Tuesday, November 30, 2010

Sally Mann


The image above is one of my favorites of the work at the Sally Mann exhibit. I love the fact that is actually a long exposure of maggots eating the flesh of this deceased individual. I really like the anonymity- you can't tell whether it is a man or a woman. I think that the fact that she used glass plates was amazing. I remember going to the bodies exhibit at the Science Center in Orlando. There were over 200 deceseased bodies dissected and analyzed within the show. It was an amazing experience and reached me as much as this photograh above.

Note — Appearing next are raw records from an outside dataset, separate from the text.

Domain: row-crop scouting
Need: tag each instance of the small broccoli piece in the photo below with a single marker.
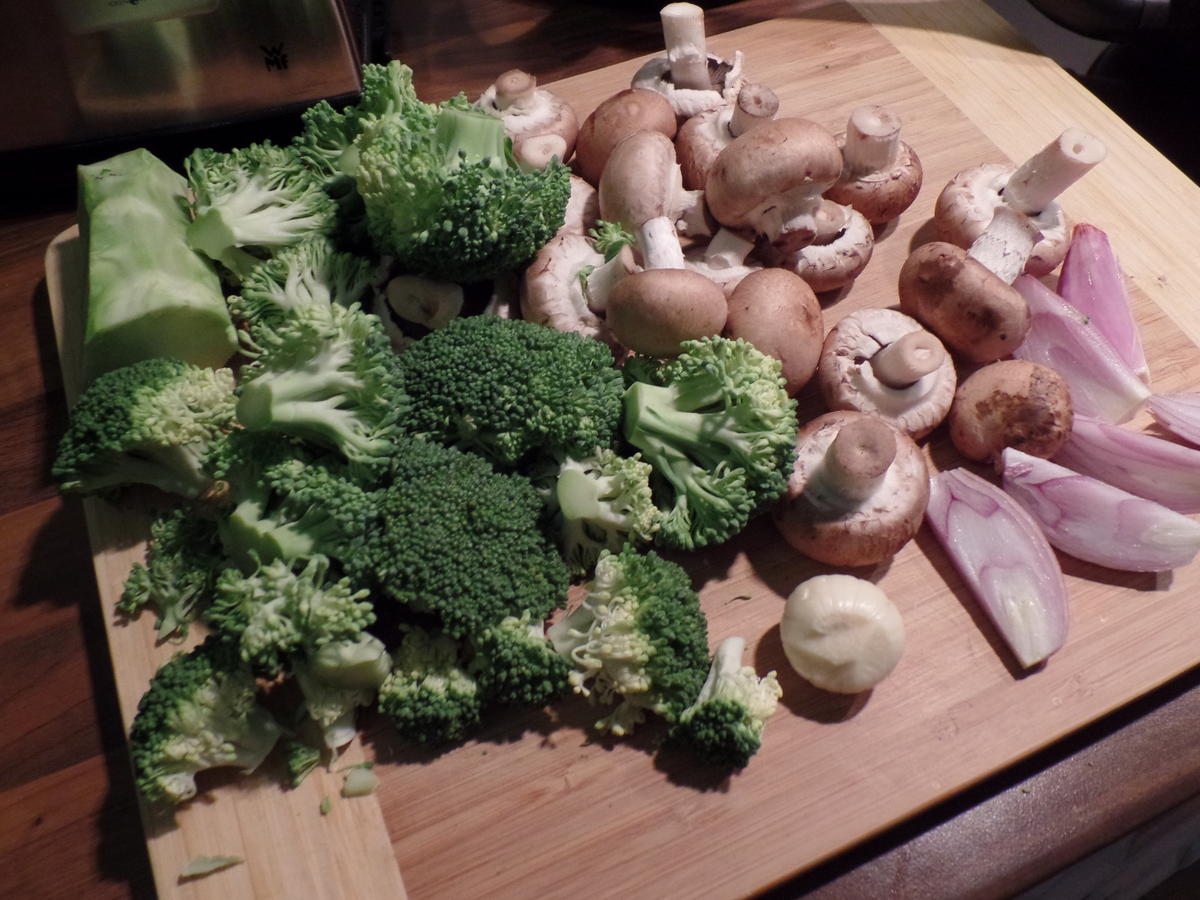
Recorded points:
(253, 201)
(201, 712)
(150, 423)
(514, 663)
(724, 726)
(513, 390)
(719, 430)
(460, 540)
(288, 502)
(430, 696)
(447, 198)
(310, 273)
(328, 375)
(184, 558)
(640, 635)
(603, 502)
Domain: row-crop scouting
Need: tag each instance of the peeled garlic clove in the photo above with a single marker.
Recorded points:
(841, 633)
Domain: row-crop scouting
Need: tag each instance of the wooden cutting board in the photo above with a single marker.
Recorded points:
(539, 807)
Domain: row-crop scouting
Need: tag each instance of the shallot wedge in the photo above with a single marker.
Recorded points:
(1102, 384)
(1096, 522)
(1150, 467)
(1179, 413)
(1006, 561)
(1091, 281)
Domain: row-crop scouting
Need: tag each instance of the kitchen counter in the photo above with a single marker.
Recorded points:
(1113, 807)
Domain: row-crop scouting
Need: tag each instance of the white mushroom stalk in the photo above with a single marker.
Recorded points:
(1005, 561)
(1143, 465)
(1097, 522)
(1065, 340)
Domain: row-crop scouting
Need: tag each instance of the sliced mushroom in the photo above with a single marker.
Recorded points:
(883, 363)
(857, 492)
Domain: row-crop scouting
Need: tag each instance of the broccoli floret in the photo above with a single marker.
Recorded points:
(719, 429)
(150, 423)
(325, 373)
(310, 273)
(449, 202)
(603, 502)
(253, 201)
(515, 663)
(288, 502)
(724, 726)
(640, 636)
(201, 712)
(513, 390)
(184, 558)
(430, 696)
(457, 539)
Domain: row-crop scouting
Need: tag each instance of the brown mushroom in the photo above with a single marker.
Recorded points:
(1014, 403)
(970, 307)
(857, 492)
(653, 311)
(778, 312)
(615, 119)
(771, 180)
(883, 363)
(965, 207)
(881, 174)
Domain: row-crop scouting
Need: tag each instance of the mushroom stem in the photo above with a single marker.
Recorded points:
(907, 359)
(873, 139)
(858, 459)
(755, 105)
(1006, 244)
(515, 89)
(659, 244)
(1051, 171)
(683, 33)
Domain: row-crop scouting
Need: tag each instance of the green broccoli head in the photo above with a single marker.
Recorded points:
(150, 423)
(201, 712)
(514, 663)
(719, 429)
(430, 696)
(325, 373)
(725, 725)
(640, 636)
(455, 538)
(253, 201)
(184, 558)
(603, 502)
(449, 202)
(310, 273)
(513, 390)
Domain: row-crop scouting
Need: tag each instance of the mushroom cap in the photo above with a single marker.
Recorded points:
(960, 300)
(849, 382)
(725, 75)
(617, 118)
(1011, 403)
(837, 263)
(816, 521)
(965, 207)
(756, 168)
(881, 196)
(654, 310)
(641, 180)
(551, 293)
(778, 312)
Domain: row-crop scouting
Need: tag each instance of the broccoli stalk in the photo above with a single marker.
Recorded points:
(201, 712)
(724, 726)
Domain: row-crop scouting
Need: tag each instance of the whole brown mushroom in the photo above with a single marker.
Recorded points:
(1014, 403)
(857, 492)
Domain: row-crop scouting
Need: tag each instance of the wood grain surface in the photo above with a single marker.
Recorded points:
(833, 771)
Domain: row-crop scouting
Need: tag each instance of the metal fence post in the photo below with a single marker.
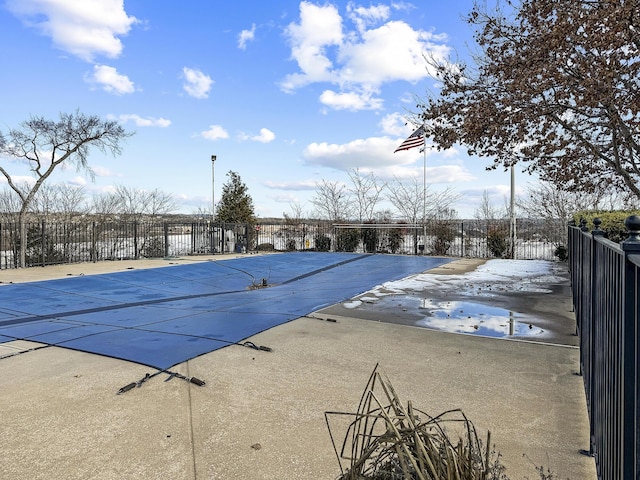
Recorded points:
(630, 451)
(166, 239)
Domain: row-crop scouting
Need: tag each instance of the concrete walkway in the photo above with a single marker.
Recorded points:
(261, 414)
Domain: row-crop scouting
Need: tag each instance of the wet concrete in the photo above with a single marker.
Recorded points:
(532, 307)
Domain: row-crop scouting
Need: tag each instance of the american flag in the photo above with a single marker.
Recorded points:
(416, 139)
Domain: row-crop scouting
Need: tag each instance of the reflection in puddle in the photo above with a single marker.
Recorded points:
(454, 316)
(467, 317)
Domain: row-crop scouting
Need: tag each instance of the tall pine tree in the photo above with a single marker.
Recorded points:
(236, 205)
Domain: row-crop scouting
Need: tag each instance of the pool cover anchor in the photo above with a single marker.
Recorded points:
(256, 347)
(148, 376)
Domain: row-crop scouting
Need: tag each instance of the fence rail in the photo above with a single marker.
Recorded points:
(50, 243)
(605, 280)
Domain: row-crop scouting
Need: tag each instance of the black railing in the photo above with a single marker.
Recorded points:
(605, 280)
(49, 243)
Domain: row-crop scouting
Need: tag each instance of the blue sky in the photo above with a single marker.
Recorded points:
(285, 93)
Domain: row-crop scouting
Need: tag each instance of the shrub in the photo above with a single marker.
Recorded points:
(347, 240)
(497, 241)
(370, 239)
(444, 234)
(323, 243)
(612, 222)
(153, 248)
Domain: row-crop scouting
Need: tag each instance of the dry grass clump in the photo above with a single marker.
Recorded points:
(387, 441)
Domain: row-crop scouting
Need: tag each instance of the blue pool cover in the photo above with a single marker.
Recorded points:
(164, 316)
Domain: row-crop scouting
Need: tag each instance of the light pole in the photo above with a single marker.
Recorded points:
(213, 187)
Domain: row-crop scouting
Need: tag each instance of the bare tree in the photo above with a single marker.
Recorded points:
(544, 200)
(486, 210)
(366, 191)
(556, 79)
(413, 204)
(62, 201)
(9, 205)
(332, 201)
(105, 205)
(135, 203)
(44, 145)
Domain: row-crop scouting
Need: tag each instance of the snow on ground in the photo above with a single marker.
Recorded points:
(490, 278)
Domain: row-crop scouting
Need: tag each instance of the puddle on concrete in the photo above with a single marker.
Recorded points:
(468, 317)
(457, 316)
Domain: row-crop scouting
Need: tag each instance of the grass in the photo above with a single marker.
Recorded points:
(386, 440)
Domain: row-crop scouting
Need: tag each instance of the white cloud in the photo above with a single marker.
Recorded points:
(363, 16)
(265, 136)
(375, 155)
(215, 132)
(101, 171)
(394, 51)
(319, 28)
(78, 181)
(360, 60)
(196, 84)
(110, 80)
(394, 124)
(294, 186)
(246, 36)
(144, 122)
(353, 101)
(85, 28)
(373, 152)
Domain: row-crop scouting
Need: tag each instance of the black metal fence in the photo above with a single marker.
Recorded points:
(606, 294)
(50, 243)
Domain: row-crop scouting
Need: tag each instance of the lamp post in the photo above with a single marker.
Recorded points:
(213, 187)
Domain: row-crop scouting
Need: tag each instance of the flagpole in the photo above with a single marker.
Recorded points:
(424, 187)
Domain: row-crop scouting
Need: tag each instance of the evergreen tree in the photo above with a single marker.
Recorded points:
(236, 205)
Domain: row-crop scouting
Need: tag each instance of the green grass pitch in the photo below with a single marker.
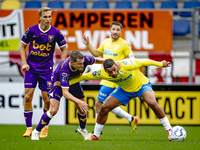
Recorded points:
(115, 137)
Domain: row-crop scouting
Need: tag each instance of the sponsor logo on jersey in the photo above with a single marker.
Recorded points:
(50, 38)
(96, 73)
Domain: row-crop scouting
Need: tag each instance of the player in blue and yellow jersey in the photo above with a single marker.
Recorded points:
(132, 83)
(38, 66)
(69, 68)
(117, 49)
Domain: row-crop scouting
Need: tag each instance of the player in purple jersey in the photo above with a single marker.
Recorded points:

As for the rest of the show, I wasn't thoroughly impressed. I thought that the overall the show lacked that extra bit- the extra piece that ties each of the shows together. I feel that Sally Mann knows how to take pictures and she has amazing ideas, she just doesn't know how to execute each idea to it's fullest potential. Like for the portraits of her children all grown up, they weren't that interesting. They seemed like simple portraits and that's all. Besides that, I will continue to go see her shows because it might have just been a fluke that I didn't like it.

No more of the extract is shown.